Genel Başkan Kılıçdaroğlu, CHP'li milletvekillerinin uyum ve kararlılık içinde hem parlamentoda hem de sahada çalıştıklarını belirterek, onlara teşekkür etti.
Partisinden bir heyetin bu ay Düzce'ye bir ziyaret gerçekleştirdiğini belirten Kılıçdaroğlu, heyetin, ildeki sorunları dinlediğini ve çözüm önerilerini vatandaşlara ilettiğini anlattı.
Düzce'den esnafın dile getirdiği ekonomik sorunları aktaran Kılıçdaroğlu, bu ilde boşanma oranlarındaki artışa ve hava kirliliğinde ilk sıralarda yer aldığına ilişkin bilgilerin kendisine iletildiğini söyledi.

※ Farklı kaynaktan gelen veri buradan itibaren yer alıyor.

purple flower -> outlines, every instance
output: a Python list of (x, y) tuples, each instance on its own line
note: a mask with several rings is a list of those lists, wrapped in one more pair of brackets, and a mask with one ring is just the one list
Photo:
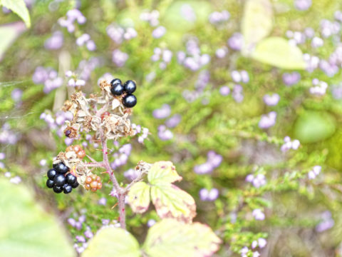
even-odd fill
[(21, 100), (23, 96), (23, 91), (20, 89), (14, 89), (11, 93), (11, 96), (15, 102), (19, 102)]
[(259, 208), (253, 210), (252, 215), (256, 221), (264, 221), (265, 219), (265, 214)]
[(45, 41), (44, 46), (48, 50), (59, 49), (63, 46), (63, 33), (57, 31), (53, 32), (52, 36)]
[(207, 188), (202, 188), (199, 192), (200, 198), (202, 201), (212, 201), (219, 197), (219, 190), (217, 188), (212, 188), (208, 191)]
[(318, 176), (321, 173), (321, 169), (322, 167), (321, 167), (320, 166), (315, 166), (314, 168), (312, 168), (312, 170), (311, 170), (308, 173), (309, 179), (316, 178), (316, 177)]
[(289, 136), (285, 136), (284, 138), (284, 144), (281, 146), (280, 150), (282, 152), (286, 152), (290, 149), (297, 150), (301, 143), (298, 139), (291, 141)]
[(240, 51), (244, 44), (244, 36), (241, 33), (234, 33), (228, 40), (228, 46), (233, 50)]
[(99, 205), (105, 206), (107, 204), (107, 199), (105, 197), (101, 197), (100, 200), (98, 200), (98, 203)]
[(222, 96), (228, 96), (229, 93), (230, 89), (228, 86), (223, 86), (219, 89), (219, 94), (221, 94)]
[(307, 10), (311, 4), (311, 0), (294, 0), (294, 6), (299, 11)]
[(220, 23), (227, 21), (230, 18), (230, 14), (227, 11), (222, 12), (214, 11), (209, 16), (209, 21), (214, 25), (218, 25)]
[(214, 151), (209, 151), (207, 156), (207, 159), (205, 163), (196, 165), (194, 167), (194, 171), (197, 174), (206, 174), (212, 172), (222, 161), (222, 156), (216, 153)]
[(69, 225), (73, 227), (75, 227), (76, 226), (76, 221), (75, 221), (75, 219), (73, 218), (68, 218), (67, 221), (69, 223)]
[(222, 47), (217, 49), (215, 51), (216, 57), (217, 58), (224, 58), (227, 54), (228, 54), (228, 49), (227, 47)]
[(154, 219), (152, 219), (152, 218), (149, 219), (148, 221), (147, 221), (147, 226), (149, 228), (150, 228), (151, 226), (152, 226), (155, 223), (156, 223), (156, 221)]
[(264, 102), (269, 106), (274, 106), (277, 105), (280, 96), (278, 94), (273, 94), (271, 95), (266, 94), (263, 98)]
[(86, 237), (87, 238), (91, 238), (93, 236), (94, 236), (94, 235), (93, 234), (93, 233), (90, 230), (86, 230), (84, 232), (84, 236), (86, 236)]
[(159, 109), (153, 111), (153, 116), (155, 119), (165, 119), (171, 114), (171, 108), (168, 104), (163, 104)]
[(169, 128), (175, 128), (180, 124), (182, 116), (180, 114), (175, 114), (165, 121), (165, 125)]
[(150, 13), (143, 12), (140, 14), (142, 21), (147, 21), (152, 26), (156, 26), (159, 24), (159, 11), (153, 10)]
[(297, 84), (301, 79), (301, 74), (298, 72), (284, 73), (283, 74), (283, 81), (286, 86), (292, 86)]
[(152, 36), (153, 36), (155, 39), (160, 39), (162, 36), (164, 36), (165, 33), (166, 33), (165, 27), (162, 26), (160, 26), (156, 29), (155, 29), (153, 31), (152, 31)]
[(237, 103), (241, 103), (244, 100), (243, 89), (242, 86), (239, 84), (234, 86), (232, 96)]
[(166, 126), (160, 125), (158, 127), (158, 136), (162, 141), (167, 141), (173, 138), (173, 133), (170, 129), (167, 128)]
[(309, 89), (310, 94), (316, 96), (323, 96), (326, 94), (328, 89), (328, 84), (324, 81), (319, 81), (317, 79), (312, 80), (313, 86)]
[(256, 176), (249, 174), (246, 177), (246, 181), (252, 183), (253, 186), (259, 188), (266, 184), (266, 178), (264, 174), (257, 174)]
[(122, 67), (128, 59), (128, 54), (124, 53), (119, 49), (113, 51), (112, 61), (118, 66)]
[(82, 236), (76, 236), (75, 238), (78, 243), (86, 243), (86, 238)]
[(262, 129), (269, 128), (276, 124), (276, 113), (271, 111), (267, 114), (261, 115), (261, 119), (259, 121), (259, 127)]

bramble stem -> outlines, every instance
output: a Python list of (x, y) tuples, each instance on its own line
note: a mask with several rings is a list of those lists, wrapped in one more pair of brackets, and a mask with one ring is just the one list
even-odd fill
[(114, 188), (116, 191), (116, 193), (118, 193), (118, 207), (119, 207), (119, 217), (120, 217), (120, 226), (121, 226), (121, 228), (126, 229), (126, 222), (125, 222), (125, 215), (126, 215), (126, 211), (125, 211), (125, 197), (126, 195), (126, 191), (122, 188), (118, 182), (118, 180), (115, 178), (115, 176), (114, 175), (114, 173), (112, 171), (112, 168), (110, 168), (110, 164), (109, 163), (109, 160), (108, 160), (108, 149), (107, 147), (107, 140), (105, 139), (104, 134), (103, 134), (103, 131), (100, 131), (100, 136), (101, 136), (101, 143), (102, 143), (102, 151), (103, 153), (103, 166), (107, 170), (108, 173), (109, 174), (109, 177), (110, 178), (110, 180), (113, 182), (113, 184), (114, 186)]
[[(108, 106), (105, 104), (103, 106), (100, 110), (96, 112), (96, 116), (100, 117), (101, 114), (105, 112), (107, 109)], [(107, 173), (110, 178), (110, 181), (113, 183), (114, 188), (118, 193), (118, 207), (119, 207), (119, 220), (120, 220), (120, 226), (121, 228), (126, 229), (126, 211), (125, 206), (125, 197), (128, 193), (127, 190), (121, 188), (116, 179), (114, 173), (113, 172), (112, 168), (110, 167), (110, 164), (108, 160), (108, 148), (107, 146), (107, 139), (105, 136), (104, 131), (102, 128), (99, 130), (100, 136), (101, 138), (101, 144), (102, 144), (102, 151), (103, 156), (103, 161), (102, 162), (96, 163), (98, 166), (101, 166), (105, 168), (107, 171)]]

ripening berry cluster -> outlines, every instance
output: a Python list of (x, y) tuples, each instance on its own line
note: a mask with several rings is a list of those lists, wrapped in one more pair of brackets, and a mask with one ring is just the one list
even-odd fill
[(91, 190), (93, 192), (95, 192), (98, 189), (101, 189), (101, 178), (95, 174), (88, 176), (86, 178), (84, 187), (86, 190)]
[(132, 80), (128, 80), (123, 85), (119, 79), (114, 79), (110, 82), (110, 91), (114, 96), (121, 96), (125, 94), (123, 97), (123, 104), (125, 107), (132, 108), (137, 104), (137, 98), (133, 95), (133, 92), (137, 89), (135, 82)]
[(77, 157), (81, 159), (83, 159), (84, 157), (86, 157), (86, 151), (82, 149), (82, 147), (81, 147), (79, 145), (69, 146), (66, 148), (66, 151), (74, 151), (76, 153)]
[(59, 193), (69, 193), (73, 188), (78, 186), (77, 178), (69, 171), (69, 168), (63, 162), (53, 165), (53, 168), (48, 171), (46, 186), (52, 188), (53, 192)]

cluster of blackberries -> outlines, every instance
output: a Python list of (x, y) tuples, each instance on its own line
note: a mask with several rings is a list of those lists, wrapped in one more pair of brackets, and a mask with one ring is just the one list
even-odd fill
[(129, 80), (125, 82), (123, 86), (119, 79), (114, 79), (111, 82), (110, 92), (114, 96), (121, 96), (123, 94), (126, 94), (123, 97), (123, 104), (125, 107), (132, 108), (137, 104), (137, 98), (133, 95), (133, 92), (137, 89), (137, 85), (133, 81)]
[(62, 191), (64, 193), (69, 193), (73, 188), (78, 186), (77, 178), (75, 176), (68, 173), (69, 168), (63, 162), (53, 164), (53, 168), (48, 171), (48, 180), (46, 181), (46, 186), (52, 188), (53, 192), (59, 193)]

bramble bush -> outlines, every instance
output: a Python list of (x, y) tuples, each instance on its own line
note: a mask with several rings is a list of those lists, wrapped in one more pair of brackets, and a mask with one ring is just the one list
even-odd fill
[(0, 4), (4, 256), (342, 256), (338, 1)]

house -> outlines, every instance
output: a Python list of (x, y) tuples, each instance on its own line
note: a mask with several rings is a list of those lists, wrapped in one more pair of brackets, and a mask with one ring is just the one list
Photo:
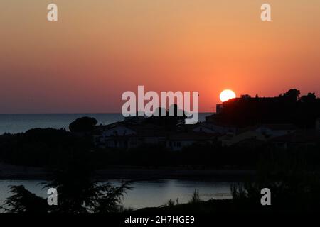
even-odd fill
[(232, 126), (206, 121), (195, 126), (193, 131), (198, 133), (225, 134), (228, 133), (235, 133), (237, 128)]
[[(244, 141), (255, 140), (255, 144), (265, 143), (267, 141), (267, 138), (260, 132), (255, 130), (249, 130), (239, 134), (235, 134), (233, 133), (226, 133), (219, 137), (218, 140), (221, 142), (223, 146), (228, 147), (240, 143), (243, 145), (245, 144)], [(248, 143), (247, 143), (247, 144)]]
[(255, 131), (271, 138), (294, 132), (297, 127), (291, 123), (261, 124), (255, 127)]
[(130, 146), (130, 138), (137, 132), (122, 122), (117, 122), (96, 129), (93, 139), (97, 148), (126, 148)]
[(216, 134), (194, 131), (172, 133), (167, 139), (166, 148), (178, 151), (193, 144), (212, 144), (216, 135)]
[(94, 135), (98, 148), (132, 148), (142, 145), (166, 145), (166, 133), (161, 127), (151, 124), (128, 124), (118, 122), (102, 126)]
[(320, 132), (314, 129), (300, 129), (287, 135), (274, 138), (270, 142), (276, 148), (306, 148), (320, 143)]
[(316, 130), (320, 132), (320, 118), (318, 118), (316, 120)]

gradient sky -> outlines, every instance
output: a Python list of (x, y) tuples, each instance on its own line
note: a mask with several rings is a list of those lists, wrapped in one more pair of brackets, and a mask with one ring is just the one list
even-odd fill
[(0, 114), (121, 112), (138, 85), (201, 111), (224, 89), (320, 96), (319, 0), (1, 0), (0, 33)]

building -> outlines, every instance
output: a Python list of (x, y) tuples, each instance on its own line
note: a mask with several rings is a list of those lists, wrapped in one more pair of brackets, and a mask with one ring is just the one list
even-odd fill
[(194, 131), (171, 133), (167, 138), (166, 148), (171, 150), (181, 150), (193, 144), (213, 144), (217, 135)]

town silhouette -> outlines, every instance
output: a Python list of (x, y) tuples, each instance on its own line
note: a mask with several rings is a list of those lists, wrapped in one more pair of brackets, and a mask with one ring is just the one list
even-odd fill
[[(175, 112), (177, 106), (174, 106)], [(98, 125), (84, 116), (68, 129), (34, 128), (0, 136), (1, 179), (46, 179), (59, 204), (23, 185), (11, 186), (1, 208), (28, 213), (165, 213), (314, 211), (320, 205), (320, 99), (297, 89), (276, 97), (242, 95), (217, 104), (195, 125), (186, 116), (136, 116)], [(202, 201), (195, 189), (188, 203), (132, 209), (122, 198), (141, 179), (236, 179), (231, 199)], [(105, 183), (118, 179), (118, 186)], [(263, 188), (272, 206), (262, 206)]]

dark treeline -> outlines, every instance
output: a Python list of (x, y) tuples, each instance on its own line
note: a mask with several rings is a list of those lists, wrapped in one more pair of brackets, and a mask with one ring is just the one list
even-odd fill
[(314, 93), (299, 96), (300, 92), (292, 89), (278, 97), (260, 98), (244, 96), (223, 104), (217, 121), (245, 127), (257, 123), (290, 123), (301, 128), (313, 128), (320, 116), (320, 99)]
[[(0, 136), (0, 158), (25, 166), (60, 168), (77, 157), (85, 156), (95, 167), (109, 165), (141, 167), (193, 167), (213, 169), (255, 170), (265, 165), (289, 169), (299, 161), (306, 168), (320, 167), (320, 143), (314, 146), (275, 148), (264, 144), (256, 148), (193, 145), (181, 151), (159, 146), (142, 146), (130, 150), (95, 149), (91, 140), (64, 130), (34, 129), (25, 133)], [(297, 164), (294, 164), (297, 165)]]
[(36, 128), (0, 136), (0, 159), (19, 165), (63, 167), (75, 157), (87, 155), (91, 148), (90, 138), (62, 129)]

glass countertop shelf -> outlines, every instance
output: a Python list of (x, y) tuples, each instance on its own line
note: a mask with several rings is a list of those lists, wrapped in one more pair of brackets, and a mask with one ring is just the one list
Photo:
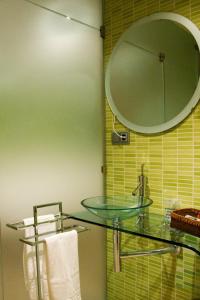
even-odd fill
[(68, 216), (74, 220), (101, 226), (107, 229), (119, 230), (124, 233), (149, 238), (167, 244), (177, 245), (194, 251), (200, 255), (200, 238), (171, 228), (165, 223), (162, 215), (147, 213), (144, 218), (133, 216), (119, 223), (105, 220), (89, 211), (70, 213)]

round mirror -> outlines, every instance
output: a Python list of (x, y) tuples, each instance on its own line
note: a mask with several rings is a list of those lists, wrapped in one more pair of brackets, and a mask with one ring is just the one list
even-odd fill
[(188, 19), (157, 13), (121, 36), (106, 71), (111, 110), (126, 127), (158, 133), (181, 122), (200, 97), (200, 33)]

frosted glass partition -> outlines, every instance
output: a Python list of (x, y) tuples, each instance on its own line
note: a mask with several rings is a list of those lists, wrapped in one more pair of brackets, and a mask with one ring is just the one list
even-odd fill
[[(93, 2), (100, 7), (101, 1)], [(31, 216), (33, 205), (62, 201), (71, 212), (84, 197), (102, 194), (102, 39), (97, 30), (22, 0), (6, 0), (0, 1), (0, 43), (4, 300), (27, 300), (22, 245), (5, 224)], [(80, 239), (83, 300), (94, 295), (102, 300), (103, 243), (90, 253), (85, 239)], [(91, 257), (93, 265), (101, 264), (96, 274), (84, 268)]]

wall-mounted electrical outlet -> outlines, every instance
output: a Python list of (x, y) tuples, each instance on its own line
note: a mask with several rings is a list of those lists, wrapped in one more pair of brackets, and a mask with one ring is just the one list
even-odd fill
[(128, 145), (130, 144), (130, 134), (128, 131), (112, 132), (113, 145)]

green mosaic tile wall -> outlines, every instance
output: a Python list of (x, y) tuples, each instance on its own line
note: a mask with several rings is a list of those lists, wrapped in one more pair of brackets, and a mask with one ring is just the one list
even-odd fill
[[(104, 62), (130, 24), (159, 11), (179, 13), (200, 27), (200, 0), (105, 0)], [(106, 189), (109, 194), (130, 194), (137, 185), (141, 163), (149, 178), (151, 208), (163, 213), (167, 201), (178, 199), (181, 207), (200, 209), (200, 105), (179, 126), (157, 136), (131, 132), (127, 146), (111, 144), (112, 113), (105, 105)], [(117, 130), (124, 126), (117, 122)], [(123, 248), (153, 248), (152, 241), (123, 236)], [(112, 233), (107, 235), (107, 300), (200, 299), (200, 259), (184, 250), (171, 255), (140, 257), (123, 262), (113, 272)]]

Kılıçdaroğlu, bir eczacının "Düzce halkı kanser ve akciğer hastalıklarıyla boğuşuyor. Ayrıca depresyon hastalarının sayısı da gün geçtikçe artıyor. Leblebi satar gibi depresyon ilacı satıyoruz." ifadelerini kullandığını anlatarak, "Bu hükümet nerede? Türkiye'nin hava kirliliği açısından bir numaralı kenti, gizliyorlar Ama orada insanlar kanserden hayatlarını kaybediyor. Hayatını kaybeden bir kişi için 'A partili, B partili. Sizden, bizden.' ayrımı olur mu? Müdahale edilmesi gerekmiyor mu? Doğal gaz parasını ödeyemiyorsa, ödeyeceksin. Fakir ama kömür veriyorlar. Kömür vereceğine, doğal gaz parasını ödesene. Daha iyi, akılcı, mantıklı, adaletli değil mi? Yapmıyorlar." sözlerini sarf etti.
Caner isimli bir gencin, Düzce'de belediyenin konser ve etkinlik düzenlememesinden şikayet ettiğini aktaran Kılıçdaroğlu, iktidara gelmeleri halinde Düzce'nin temiz bir havaya ve bu tür etkinliklere sahip olacağını söyledi. Kılıçdaroğlu, "Sevgili Caner hiç üzülme, geliyor gelmekte olan..." ifadesini kullandı.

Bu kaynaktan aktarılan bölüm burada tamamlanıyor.